A Parents' Must-Have, Back-to-School Guide

The months of August and September are a whirlwind of activity for families with children and teens who are going back to school. A new school year brings new routines, which can require many layers of preparation—physically, mentally, and emotionally. We’ve collected some of our most-requested back to school resources to help you make a seamless transition into the new school year—and beyond.

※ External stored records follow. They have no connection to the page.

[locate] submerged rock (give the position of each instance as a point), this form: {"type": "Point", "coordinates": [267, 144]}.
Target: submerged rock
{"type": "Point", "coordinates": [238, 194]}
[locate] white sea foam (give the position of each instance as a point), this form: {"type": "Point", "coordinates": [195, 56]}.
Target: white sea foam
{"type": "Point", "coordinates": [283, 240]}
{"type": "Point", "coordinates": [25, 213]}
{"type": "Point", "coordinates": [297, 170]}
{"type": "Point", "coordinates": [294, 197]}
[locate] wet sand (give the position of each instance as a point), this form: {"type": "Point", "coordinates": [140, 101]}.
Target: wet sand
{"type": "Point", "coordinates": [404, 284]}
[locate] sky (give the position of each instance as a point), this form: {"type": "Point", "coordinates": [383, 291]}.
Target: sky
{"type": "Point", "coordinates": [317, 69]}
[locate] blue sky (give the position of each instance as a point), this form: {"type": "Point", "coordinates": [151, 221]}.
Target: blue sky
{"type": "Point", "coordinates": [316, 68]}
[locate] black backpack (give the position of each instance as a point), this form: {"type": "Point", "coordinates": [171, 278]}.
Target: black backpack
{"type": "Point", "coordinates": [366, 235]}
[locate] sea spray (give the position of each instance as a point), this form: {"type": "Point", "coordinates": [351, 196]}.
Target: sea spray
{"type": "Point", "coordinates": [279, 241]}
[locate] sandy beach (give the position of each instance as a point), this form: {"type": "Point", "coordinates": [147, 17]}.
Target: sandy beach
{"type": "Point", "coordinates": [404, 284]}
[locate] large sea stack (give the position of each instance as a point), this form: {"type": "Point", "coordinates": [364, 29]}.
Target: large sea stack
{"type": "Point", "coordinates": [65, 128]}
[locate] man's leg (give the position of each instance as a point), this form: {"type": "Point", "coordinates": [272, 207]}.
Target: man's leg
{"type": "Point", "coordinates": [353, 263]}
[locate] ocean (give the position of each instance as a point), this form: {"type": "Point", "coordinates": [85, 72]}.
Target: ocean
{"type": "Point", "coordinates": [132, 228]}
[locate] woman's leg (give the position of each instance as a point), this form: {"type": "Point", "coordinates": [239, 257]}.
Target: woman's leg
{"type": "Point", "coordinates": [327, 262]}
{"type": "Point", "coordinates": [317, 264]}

Tips for All Parents – Before school starts:

  • Make sure your child is properly registered for school, particularly if he or she is going to a new school.
  • Ensure that your child is finishing (and finishing well) any summer homework that has been assigned.
  • Schedule doctor and dental appointments. Many kids need certain immunizations before school starts. Athletes in middle and high school need an athletic check up. Find out if your school requires certain medical forms for your child’s doctor to sign.
  • Get any school supply checklists from your child’s school. Many schools post them on their school websites.
  • Confirm any before and after school care that your child needs during the school year so that you don’t have any surprises on the first day of school.
  • Get the dates on your calendar for any back-to-school activities (the meet-your-teacher date, student orientation, parent orientation, and any other activities) offered by the school.

Two to three weeks before school starts:

  • Start shopping for school supplies. Make sure your child knows what the budget is. Get a copy of the new school year calendar. (Most school districts release them around this time.) Read through the entire calendar and highlight any dates (school conferences, parent orientation, school holidays, late-start, and early-release days). If you keep a family calendar, transfer all these dates unto your calendar.
  • Visit your local library with your child. Check out books about going back to school. Some books to consider for kindergarten to grade 3: Little School by Beth Norling (preschool), I Am Too Absolutely Small for School by Lauren Child (preschool to grade 2), Welcome to Kindergarten by Anne Rockwell, First Day Jitters by Julie Danneberg. For high school: Bound by Martin Spethman and Chuck Klein, and the Everything College Survival Book by Michael Malone.
  • Plan some play dates for your child before school starts. Often kids get disconnected from their school friends during the summer because they don’t see them every day. Help them reconnect by inviting old school friends over to play.
  • Schedule a haircut for your child if you haven’t already done so.
  • Help your child ease back into “learning mode” with these brain sharpening activities.
  • Decide on a quick family getaway. Visit an amusement park, a state park, or a water park, and have fun as a family.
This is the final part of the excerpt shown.